* [PATCH 65/82] index: account for CRLF conversion when storing bytes
2020-06-10 7:03 6% [PATCH 00/82] public-inbox-imapd: read-only IMAP server Eric Wong
@ 2020-06-10 7:05 7% ` Eric Wong
0 siblings, 0 replies; 2+ results
From: Eric Wong @ 2020-06-10 7:05 UTC (permalink / raw)
To: meta
NNTP and IMAP both require CRLF conversions on the wire.
They're also the only components which care about
$smsg->{bytes}, so store the CRLF-adjusted value in over.sqlite3
and Xapian DBs..
This will allow us to optimize RFC822.SIZE fetch item in IMAP
without triggering size mismatch errors in some clients' default
configurations (e.g.
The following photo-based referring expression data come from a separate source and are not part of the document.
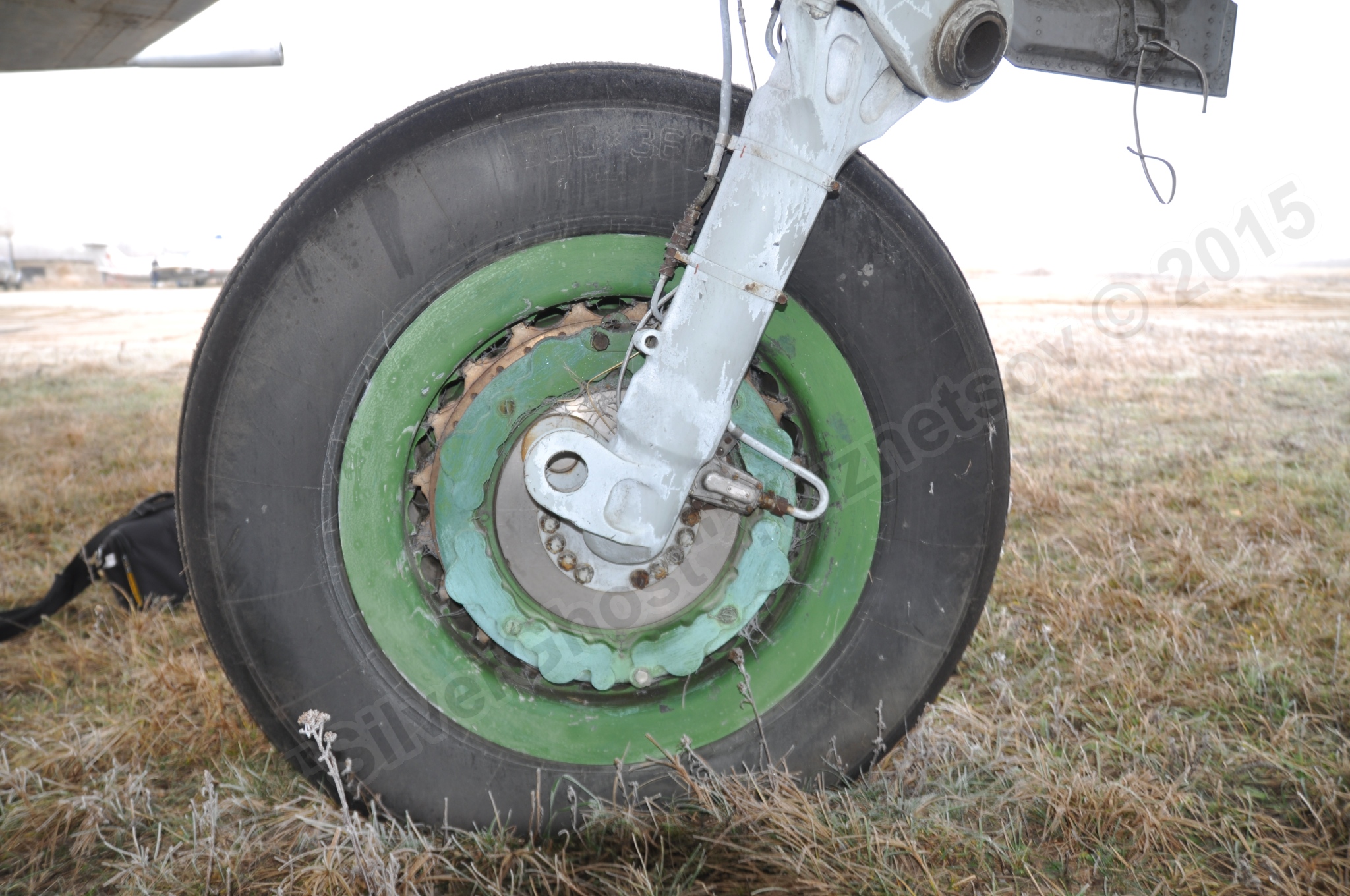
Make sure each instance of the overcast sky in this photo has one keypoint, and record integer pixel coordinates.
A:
(1029, 173)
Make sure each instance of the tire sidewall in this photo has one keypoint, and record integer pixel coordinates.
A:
(277, 605)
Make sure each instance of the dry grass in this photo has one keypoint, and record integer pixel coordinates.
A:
(1156, 701)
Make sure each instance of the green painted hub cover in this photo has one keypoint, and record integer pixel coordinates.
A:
(572, 725)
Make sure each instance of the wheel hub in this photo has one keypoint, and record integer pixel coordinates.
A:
(546, 592)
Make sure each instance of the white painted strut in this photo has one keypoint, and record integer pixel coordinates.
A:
(832, 91)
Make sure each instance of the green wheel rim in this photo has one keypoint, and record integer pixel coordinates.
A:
(574, 728)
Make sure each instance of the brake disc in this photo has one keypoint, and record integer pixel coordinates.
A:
(529, 580)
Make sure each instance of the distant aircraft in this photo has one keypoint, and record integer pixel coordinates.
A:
(200, 265)
(42, 36)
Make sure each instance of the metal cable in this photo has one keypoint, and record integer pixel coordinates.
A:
(746, 38)
(685, 230)
(770, 43)
(1138, 141)
(792, 466)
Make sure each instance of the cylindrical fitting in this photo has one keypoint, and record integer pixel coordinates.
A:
(972, 42)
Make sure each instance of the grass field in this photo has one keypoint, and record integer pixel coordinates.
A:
(1156, 701)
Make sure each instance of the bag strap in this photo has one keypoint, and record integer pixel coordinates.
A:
(76, 576)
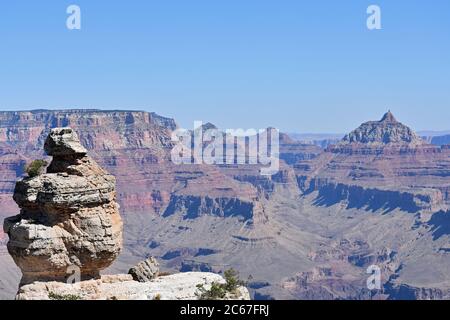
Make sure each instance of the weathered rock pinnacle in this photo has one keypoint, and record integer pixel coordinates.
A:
(69, 216)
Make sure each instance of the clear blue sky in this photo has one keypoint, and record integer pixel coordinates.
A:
(302, 66)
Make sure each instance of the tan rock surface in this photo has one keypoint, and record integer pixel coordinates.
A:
(69, 216)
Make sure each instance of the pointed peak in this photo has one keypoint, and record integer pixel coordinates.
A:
(388, 117)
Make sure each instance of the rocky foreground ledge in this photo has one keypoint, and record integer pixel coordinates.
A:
(181, 286)
(70, 221)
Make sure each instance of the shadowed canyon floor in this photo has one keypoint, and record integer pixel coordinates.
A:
(309, 232)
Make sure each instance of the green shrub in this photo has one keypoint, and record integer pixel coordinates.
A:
(36, 168)
(219, 290)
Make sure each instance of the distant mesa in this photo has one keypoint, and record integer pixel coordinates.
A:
(387, 131)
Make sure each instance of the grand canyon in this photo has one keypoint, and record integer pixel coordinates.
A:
(378, 196)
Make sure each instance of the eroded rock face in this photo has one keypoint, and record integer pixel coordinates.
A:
(181, 286)
(69, 216)
(145, 271)
(386, 131)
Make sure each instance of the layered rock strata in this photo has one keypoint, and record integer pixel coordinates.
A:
(69, 218)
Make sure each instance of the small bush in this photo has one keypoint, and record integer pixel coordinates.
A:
(219, 291)
(36, 168)
(55, 296)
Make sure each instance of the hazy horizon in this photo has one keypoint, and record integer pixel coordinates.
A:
(298, 66)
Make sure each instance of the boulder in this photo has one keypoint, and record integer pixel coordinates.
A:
(69, 218)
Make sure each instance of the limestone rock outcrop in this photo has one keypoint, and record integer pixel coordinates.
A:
(145, 271)
(69, 216)
(386, 131)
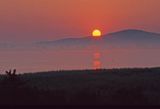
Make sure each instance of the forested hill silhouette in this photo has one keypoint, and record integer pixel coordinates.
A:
(122, 39)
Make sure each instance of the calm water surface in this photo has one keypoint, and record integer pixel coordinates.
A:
(34, 60)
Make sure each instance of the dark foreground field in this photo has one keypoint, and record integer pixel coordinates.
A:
(88, 87)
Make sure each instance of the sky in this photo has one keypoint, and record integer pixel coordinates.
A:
(37, 20)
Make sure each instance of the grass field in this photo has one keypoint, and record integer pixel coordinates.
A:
(86, 87)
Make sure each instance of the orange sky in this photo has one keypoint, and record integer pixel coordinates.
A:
(55, 19)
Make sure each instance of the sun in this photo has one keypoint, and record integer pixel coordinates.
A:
(96, 33)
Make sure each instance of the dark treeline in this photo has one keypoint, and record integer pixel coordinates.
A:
(82, 87)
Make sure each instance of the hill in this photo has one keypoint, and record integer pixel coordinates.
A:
(123, 39)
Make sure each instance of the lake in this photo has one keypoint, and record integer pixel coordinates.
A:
(36, 59)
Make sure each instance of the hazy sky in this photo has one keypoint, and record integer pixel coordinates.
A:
(31, 20)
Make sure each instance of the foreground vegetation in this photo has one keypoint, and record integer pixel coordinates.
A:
(86, 87)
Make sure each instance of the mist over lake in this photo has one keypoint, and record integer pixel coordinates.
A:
(33, 60)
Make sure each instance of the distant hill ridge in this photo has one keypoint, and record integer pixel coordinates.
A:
(121, 39)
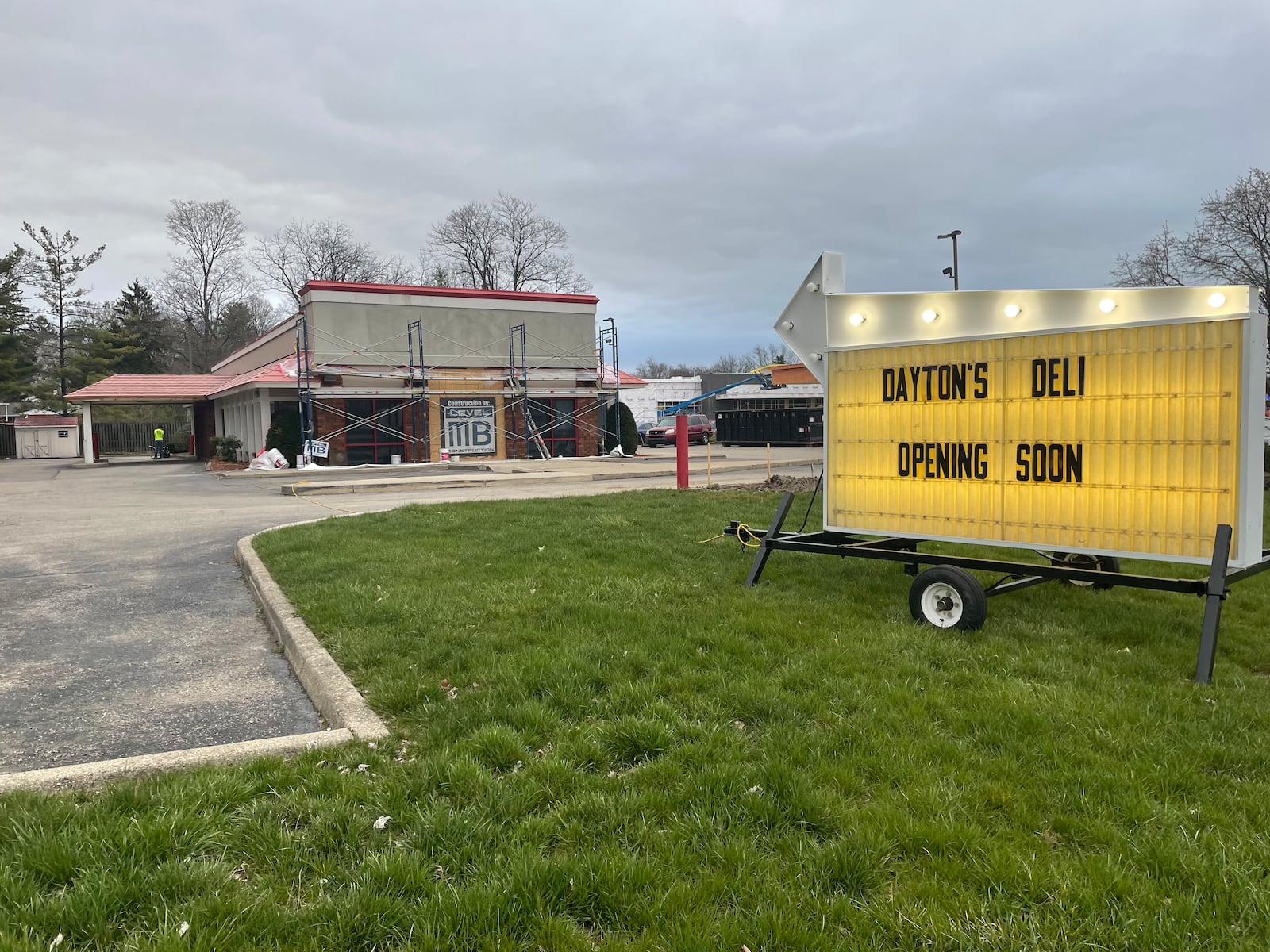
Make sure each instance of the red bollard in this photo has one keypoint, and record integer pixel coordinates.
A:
(681, 451)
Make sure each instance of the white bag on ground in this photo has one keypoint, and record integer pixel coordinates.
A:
(270, 460)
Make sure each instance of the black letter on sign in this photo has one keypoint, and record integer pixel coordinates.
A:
(1039, 374)
(1076, 461)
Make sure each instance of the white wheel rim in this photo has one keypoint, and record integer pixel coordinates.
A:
(941, 605)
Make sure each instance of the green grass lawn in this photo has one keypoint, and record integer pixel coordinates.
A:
(603, 742)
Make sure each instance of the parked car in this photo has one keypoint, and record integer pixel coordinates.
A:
(700, 431)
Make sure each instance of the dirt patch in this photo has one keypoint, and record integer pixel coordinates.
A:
(776, 484)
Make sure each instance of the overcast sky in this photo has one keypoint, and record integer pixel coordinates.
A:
(702, 152)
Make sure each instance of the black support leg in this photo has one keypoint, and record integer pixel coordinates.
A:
(1213, 597)
(772, 532)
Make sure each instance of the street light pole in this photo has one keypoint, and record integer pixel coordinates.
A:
(952, 272)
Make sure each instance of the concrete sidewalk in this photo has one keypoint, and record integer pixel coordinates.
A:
(563, 471)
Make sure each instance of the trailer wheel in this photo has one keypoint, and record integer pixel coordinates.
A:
(948, 597)
(1085, 560)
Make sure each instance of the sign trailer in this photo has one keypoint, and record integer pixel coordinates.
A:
(1083, 425)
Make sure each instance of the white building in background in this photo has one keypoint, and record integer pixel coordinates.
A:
(658, 395)
(789, 397)
(48, 437)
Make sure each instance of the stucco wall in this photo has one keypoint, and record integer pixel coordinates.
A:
(375, 333)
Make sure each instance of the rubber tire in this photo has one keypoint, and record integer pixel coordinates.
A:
(969, 589)
(1104, 564)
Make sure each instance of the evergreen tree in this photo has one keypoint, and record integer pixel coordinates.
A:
(141, 327)
(18, 366)
(102, 346)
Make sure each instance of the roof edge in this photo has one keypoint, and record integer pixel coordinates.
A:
(431, 291)
(247, 348)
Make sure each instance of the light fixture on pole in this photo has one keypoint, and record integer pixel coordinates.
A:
(952, 272)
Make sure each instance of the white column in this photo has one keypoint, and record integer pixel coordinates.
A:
(88, 433)
(264, 401)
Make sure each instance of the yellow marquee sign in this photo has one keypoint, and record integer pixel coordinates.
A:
(1117, 422)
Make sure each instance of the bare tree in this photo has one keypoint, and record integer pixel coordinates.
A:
(323, 251)
(1161, 263)
(1231, 241)
(1230, 244)
(506, 245)
(54, 270)
(467, 241)
(432, 273)
(764, 355)
(730, 363)
(397, 271)
(206, 277)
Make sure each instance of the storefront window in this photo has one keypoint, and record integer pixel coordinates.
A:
(556, 422)
(376, 431)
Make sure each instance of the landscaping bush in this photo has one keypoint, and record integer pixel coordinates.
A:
(226, 448)
(629, 432)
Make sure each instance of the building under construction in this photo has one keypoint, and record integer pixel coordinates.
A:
(387, 374)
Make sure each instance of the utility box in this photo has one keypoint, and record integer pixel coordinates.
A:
(800, 427)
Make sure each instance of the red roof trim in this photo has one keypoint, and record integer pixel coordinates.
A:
(425, 291)
(268, 336)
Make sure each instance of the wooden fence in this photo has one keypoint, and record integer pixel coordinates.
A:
(133, 437)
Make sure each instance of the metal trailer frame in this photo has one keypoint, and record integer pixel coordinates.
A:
(1019, 575)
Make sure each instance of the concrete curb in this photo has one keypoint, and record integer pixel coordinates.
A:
(102, 772)
(328, 687)
(493, 479)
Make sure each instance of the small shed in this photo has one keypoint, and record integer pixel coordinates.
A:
(48, 437)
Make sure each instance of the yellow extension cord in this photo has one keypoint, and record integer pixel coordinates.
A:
(742, 530)
(306, 499)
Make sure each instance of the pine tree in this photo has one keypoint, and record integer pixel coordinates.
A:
(18, 366)
(102, 346)
(143, 327)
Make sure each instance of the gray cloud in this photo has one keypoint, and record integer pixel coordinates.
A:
(702, 154)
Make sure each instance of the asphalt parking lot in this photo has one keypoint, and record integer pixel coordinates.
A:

Mail::IMAPClient), but not most others.
It could also fix hypothetical problems with NNTP clients that
report discrepancies between overview and article data.
---
lib/PublicInbox/Import.pm | 2 +-
lib/PublicInbox/SearchIdx.pm | 12 ++++++++++++
lib/PublicInbox/SearchIdxShard.pm | 11 ++++++-----
lib/PublicInbox/V2Writable.pm | 10 ++++++----
t/import.t | 5 +++--
t/nntpd.t | 5 ++++-
t/search.t | 8 ++++++++
7 files changed, 40 insertions(+), 13 deletions(-)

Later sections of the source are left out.